Бойцы Илюхова сражались самоотверженно. Каждый понимал, что, если их батальон дрогнет и отступит, вся дивизия будет окружена. Люди стояли насмерть. Наспех отрытые окопы заволокло плотное облако дыма и пыли от разрывов снарядов. В этом неестественном полумраке молниями сверкали выстрелы. Кое-где красноармейцы уже схватились врукопашную с гитлеровцами.
Капитана Илюхова я нашел не сразу Его НП располагался на небольшой высотке. Увидев меня, Петр Васильевич улыбнулся:
– Ну, вот... Сам командир дивизии прибыл... Без вас мне здесь, признаться, уж страшновато стало... И, вновь став серьезным, доложил:
– Справа батальон атакуют до двухсот вражеских автоматчиков с пятью танками. Против них были брошены пулеметные установки на машинах. Прикрываясь лесом, зенитчики выдвинулись незаметно и внезапно открыли шквальный огонь. Это, кажется, помогло – гитлеровцы откатываются назад...
Позиции батальона располагались так, что, атакуя их с любого направления, противник неизменно попадал под огонь пулеметов и противотанковых пушек.

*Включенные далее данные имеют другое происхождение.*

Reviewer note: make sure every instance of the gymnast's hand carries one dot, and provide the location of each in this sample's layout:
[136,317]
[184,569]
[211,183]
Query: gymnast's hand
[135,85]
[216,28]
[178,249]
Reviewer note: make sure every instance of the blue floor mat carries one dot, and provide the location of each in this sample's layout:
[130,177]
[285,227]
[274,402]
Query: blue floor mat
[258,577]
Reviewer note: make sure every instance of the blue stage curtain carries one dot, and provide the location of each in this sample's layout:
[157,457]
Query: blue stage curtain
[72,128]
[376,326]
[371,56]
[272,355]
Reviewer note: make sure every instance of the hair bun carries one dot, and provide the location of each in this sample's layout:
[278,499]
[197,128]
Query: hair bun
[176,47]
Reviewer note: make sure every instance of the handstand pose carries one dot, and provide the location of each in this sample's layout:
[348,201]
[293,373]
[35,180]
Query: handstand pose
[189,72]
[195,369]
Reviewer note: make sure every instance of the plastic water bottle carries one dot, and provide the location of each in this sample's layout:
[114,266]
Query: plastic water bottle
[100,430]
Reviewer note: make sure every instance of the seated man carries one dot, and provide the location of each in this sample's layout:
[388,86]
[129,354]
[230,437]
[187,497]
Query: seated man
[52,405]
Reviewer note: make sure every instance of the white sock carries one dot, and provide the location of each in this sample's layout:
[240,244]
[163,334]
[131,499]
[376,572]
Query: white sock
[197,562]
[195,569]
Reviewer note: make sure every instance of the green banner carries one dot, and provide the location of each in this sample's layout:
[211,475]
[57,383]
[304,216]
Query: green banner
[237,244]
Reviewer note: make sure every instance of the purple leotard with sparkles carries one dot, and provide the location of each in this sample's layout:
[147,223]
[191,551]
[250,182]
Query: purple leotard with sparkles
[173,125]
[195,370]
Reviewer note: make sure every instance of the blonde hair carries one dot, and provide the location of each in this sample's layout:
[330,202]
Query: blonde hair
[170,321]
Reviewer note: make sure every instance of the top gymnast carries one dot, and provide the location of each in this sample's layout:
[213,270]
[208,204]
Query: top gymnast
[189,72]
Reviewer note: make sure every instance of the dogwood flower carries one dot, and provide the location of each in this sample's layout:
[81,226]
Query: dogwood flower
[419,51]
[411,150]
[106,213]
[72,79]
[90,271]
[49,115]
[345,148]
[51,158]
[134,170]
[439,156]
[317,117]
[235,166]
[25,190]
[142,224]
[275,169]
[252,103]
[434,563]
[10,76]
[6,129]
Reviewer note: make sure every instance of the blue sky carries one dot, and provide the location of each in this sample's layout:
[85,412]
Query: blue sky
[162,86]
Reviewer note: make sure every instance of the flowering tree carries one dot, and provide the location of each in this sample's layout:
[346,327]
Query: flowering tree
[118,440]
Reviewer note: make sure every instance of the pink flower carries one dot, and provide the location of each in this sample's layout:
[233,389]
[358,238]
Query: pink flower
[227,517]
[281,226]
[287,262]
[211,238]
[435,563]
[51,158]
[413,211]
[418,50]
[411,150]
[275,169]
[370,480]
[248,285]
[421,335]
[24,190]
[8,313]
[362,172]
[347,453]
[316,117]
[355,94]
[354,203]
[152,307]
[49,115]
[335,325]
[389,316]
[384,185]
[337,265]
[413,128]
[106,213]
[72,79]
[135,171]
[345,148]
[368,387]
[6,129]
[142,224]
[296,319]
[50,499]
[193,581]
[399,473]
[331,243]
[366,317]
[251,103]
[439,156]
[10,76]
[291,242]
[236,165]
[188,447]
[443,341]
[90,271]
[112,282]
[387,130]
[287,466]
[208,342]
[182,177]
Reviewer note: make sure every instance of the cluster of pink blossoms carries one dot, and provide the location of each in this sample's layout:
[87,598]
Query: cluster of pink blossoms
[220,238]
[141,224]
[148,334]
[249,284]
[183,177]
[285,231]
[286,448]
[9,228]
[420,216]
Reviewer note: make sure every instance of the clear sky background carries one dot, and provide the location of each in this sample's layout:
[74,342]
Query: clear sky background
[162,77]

– Как там? – спросил я, кивнув в сторону небольшого ручья, за которым накапливались вражеские танки.
– Держим, – спокойно отозвался Илюхов. – Там у нас взвод связи, вооруженный бутылками каэс.
– А сюда к нам давайте счетверенные установки, – распорядился я – Здесь непременно пойдут автоматчики.
– Такая команда уже дана, товарищ генерал. Установки сейчас прибудут.
Машины с зенитными пулеметами действительно не заставили долго ждать себя. С правого фланга, где только что была отбита довольно энергичная атака противника, они моментально переместились к центру. И вовремя. Потерпев неудачу на фланге, противник пытался атаковать позиции батальона в лоб. К наблюдательному пункту Илюхова уже приближались густые цепи немецких автоматчиков.
Капитан Илюхов вскочил на одну из машин и сам повел зенитчиков на новую огневую позицию. Восемь скорострельных пулеметов открыли огонь непроницаемой плотности. Они выбрасывали почти четыре тысячи пуль в минуту, и атака гитлеровцев опять захлебнулась.
Заметив, что вражеские автоматчики пытаются залечь, я приказал командиру роты, занимавшей центральное положение, немедленно контратаковать их. Рота стремительно бросилась вперед и вернула противника на его исходные позиции. Но в это время мы услышали шум боя слева, где находились двенадцать отважных связистов с бутылками, наполненными горючей жидкостью. Из леса застучали две наши сорокапятимиллиметровые пушки. Над кустарником, через который заходили в тыл батальону танки противника, поднялся густой черный дым. Как выяснилось позднее, герои-связисты сделали свое дело: они подожгли шесть вражеских машин. А тех, что уцелели, заставили повернуть вспять артиллеристы.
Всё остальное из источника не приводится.